POPI – Protection of Personal Information Act
The 1 July 2021 deadline is looming. Along with COVID-19, the Protection of Personal Information Act (POPIA) is a hot topic of conversation in the Health Insurance industry. As a broker, why is POPI so important and why should you put in the effort to comply with the Act?
The purpose of POPIA is to ensure all South Africans and South African institutions operate in a responsible manner when acquiring, processing (including transferring or sharing) and storing personal information. The legislation holds persons and institutions accountable when information is compromised or used outside the intended purpose.
For brokers and insurers, the paragraph above has far reaching impact. Any person or institution who has in their possession the personal information of another is responsible for the protection of that information. And processing of that information for its intended purpose only means deliberate, traceable, secure systems must be put in place to guarantee its correct use. The personal information may relate to both natural and juristic persons, collectively known as data subjects.
The words “personal information of another” expresses an important distinction between POPIA and other insurance legislation which include privacy and confidentiality clauses. POPIA does not only extended to your clients or policyholders, but it also encompasses any personal information in your possession including personal information of an insurer, 3rd party contracts, suppliers, and staff.
Special Personal Information
Brokers and insurers operating in the Gap Cover and Health Insurance industry have an added responsibility. Not only do we handle personal information, but also information POPIA defines as “special personal information”. This includes data of minors, medical information, account numbers, and more. Considered particularly sensitive, additional safeguards are required for the protection and proper use of this information.

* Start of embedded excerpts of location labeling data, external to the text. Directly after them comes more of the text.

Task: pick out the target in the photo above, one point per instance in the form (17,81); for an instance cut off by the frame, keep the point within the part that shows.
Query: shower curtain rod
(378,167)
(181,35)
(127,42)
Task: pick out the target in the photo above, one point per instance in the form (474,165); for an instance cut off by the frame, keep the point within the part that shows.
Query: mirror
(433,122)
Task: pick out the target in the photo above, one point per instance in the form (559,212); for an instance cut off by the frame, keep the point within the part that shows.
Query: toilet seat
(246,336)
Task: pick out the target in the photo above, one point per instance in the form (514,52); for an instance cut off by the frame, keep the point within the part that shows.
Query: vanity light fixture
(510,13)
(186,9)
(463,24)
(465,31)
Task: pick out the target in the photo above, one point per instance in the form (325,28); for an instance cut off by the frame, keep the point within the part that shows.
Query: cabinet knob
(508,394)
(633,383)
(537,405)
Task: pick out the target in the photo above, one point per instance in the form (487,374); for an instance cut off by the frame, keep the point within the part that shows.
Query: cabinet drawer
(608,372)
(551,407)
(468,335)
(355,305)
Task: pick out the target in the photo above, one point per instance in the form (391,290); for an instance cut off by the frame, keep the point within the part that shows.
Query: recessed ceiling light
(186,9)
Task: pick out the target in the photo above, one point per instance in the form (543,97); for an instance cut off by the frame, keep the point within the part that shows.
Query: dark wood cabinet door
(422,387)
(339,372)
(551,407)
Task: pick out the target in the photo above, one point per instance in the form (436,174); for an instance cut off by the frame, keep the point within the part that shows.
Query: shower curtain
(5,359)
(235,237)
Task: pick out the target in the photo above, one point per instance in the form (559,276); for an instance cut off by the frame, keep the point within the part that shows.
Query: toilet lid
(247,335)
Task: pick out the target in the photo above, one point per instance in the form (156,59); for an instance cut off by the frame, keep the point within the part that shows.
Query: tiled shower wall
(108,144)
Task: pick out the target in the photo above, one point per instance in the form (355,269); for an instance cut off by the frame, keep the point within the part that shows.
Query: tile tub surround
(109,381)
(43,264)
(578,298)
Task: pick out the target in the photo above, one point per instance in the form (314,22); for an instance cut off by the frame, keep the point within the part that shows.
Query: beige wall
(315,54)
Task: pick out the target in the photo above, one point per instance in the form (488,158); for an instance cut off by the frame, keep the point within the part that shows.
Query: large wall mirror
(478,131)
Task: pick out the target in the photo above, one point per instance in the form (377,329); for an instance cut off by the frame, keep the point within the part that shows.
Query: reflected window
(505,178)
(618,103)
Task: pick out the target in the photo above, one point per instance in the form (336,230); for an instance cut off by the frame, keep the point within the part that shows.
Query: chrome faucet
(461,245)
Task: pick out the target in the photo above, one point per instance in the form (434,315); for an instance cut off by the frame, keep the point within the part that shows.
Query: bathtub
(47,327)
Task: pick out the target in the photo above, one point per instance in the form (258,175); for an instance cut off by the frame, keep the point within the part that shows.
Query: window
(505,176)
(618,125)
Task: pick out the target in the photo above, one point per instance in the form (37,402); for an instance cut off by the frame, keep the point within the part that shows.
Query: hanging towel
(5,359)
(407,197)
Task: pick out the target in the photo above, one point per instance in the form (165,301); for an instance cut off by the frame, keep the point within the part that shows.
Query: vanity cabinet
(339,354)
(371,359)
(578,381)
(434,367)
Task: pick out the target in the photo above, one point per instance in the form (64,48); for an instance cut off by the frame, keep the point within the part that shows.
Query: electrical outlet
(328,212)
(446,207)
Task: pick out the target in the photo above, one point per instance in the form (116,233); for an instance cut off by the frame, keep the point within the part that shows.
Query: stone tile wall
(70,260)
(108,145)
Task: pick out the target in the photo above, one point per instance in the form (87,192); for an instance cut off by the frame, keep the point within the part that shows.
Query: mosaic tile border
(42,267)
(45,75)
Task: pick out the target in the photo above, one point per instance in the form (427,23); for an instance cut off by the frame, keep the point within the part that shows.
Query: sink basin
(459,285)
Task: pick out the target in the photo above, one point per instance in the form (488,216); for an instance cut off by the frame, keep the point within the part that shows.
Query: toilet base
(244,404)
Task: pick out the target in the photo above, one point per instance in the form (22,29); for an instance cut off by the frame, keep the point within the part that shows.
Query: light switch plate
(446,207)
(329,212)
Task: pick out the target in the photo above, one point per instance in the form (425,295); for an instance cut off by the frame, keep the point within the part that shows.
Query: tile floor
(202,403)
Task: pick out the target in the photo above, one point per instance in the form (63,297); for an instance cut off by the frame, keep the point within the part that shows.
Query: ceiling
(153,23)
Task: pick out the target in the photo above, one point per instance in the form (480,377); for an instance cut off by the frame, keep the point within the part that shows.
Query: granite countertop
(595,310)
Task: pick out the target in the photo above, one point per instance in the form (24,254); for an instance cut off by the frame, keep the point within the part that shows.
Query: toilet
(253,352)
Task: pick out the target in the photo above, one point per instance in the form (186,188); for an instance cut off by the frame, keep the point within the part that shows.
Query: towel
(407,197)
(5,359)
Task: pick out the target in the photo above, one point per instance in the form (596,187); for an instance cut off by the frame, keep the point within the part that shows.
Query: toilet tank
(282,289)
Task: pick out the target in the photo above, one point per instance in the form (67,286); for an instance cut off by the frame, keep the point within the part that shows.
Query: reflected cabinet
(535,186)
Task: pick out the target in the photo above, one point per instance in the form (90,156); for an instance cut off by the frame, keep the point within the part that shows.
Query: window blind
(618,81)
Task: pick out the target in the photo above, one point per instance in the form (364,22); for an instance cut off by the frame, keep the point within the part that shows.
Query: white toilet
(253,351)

Personal Information Impact Assessment
- The first step to ensuring your organisation meets your compliance obligations is to conduct a Personal Information Impact Assessment (PIIA) to identify and minimise the risks from processing personal information.Section 4(1)(b) of POPIA Regulations makes specific reference to a PIIA and states –
“a personal information impact assessment is done to ensure that adequate measures and standards exist in order to comply with the conditions for the lawful processing of personal information;”
The above regulation requires all organisations processing personal information to –
review all processes and information stored to determine if personal information is stored and/or processed,
determine whether the personal information is required and processed according to the intended purpose,
determine whether the data subject is aware, or should be aware, you are in possession of their personal information and consent has been given to hold / process their personal information,
personal information in your possession is adequately protected, including –
- access has only been given to staff who require the information in order to fulfil their duties,
- systems, PCs, etc. have adequate password protection,
- your IT infrastructure is adequately protected,
- personal information is transmitted securely.
Awareness
A key component of the implementation of POPIA within your organisation is to ensure staff are aware what personal information encompasses and understand their personal responsibilities. Having an effective training program in place for all existing and new staff is important and should be ongoing.
It is a good idea to incorporate into your Company Disciplinary code and Letters of appointment information pertaining to the breaches of POPIA and the consequences.
Risk of Non-Compliance
The potential impact of the loss of personal information in your procession or processed by your organisation could have a significant impact on a data subject whose information has been compromised, as well as negatively impacting your organisation.
Breaches will need to be reported to the Information Regulator and may even include your organisation making a public statement that your data or systems have been compromised.
The risk of non-compliance of a party processing and storing data could include –
- civil suits for losses incurred by data subjects,
- fines and/or imprisonment,
- reputational damage.
The threat of personal information being stolen is real. It happens every day and criminals are looking for easy targets. Hence the importance of POPIA. Don’t be that easy target.
POPIA encompasses every process, department, and person within an organisation and requires the commitment of every employee. Anyone involved in the implementation of POPIA will tell you it is a mammoth job. Don’t wait. Before you know, it will be 1 July 2021.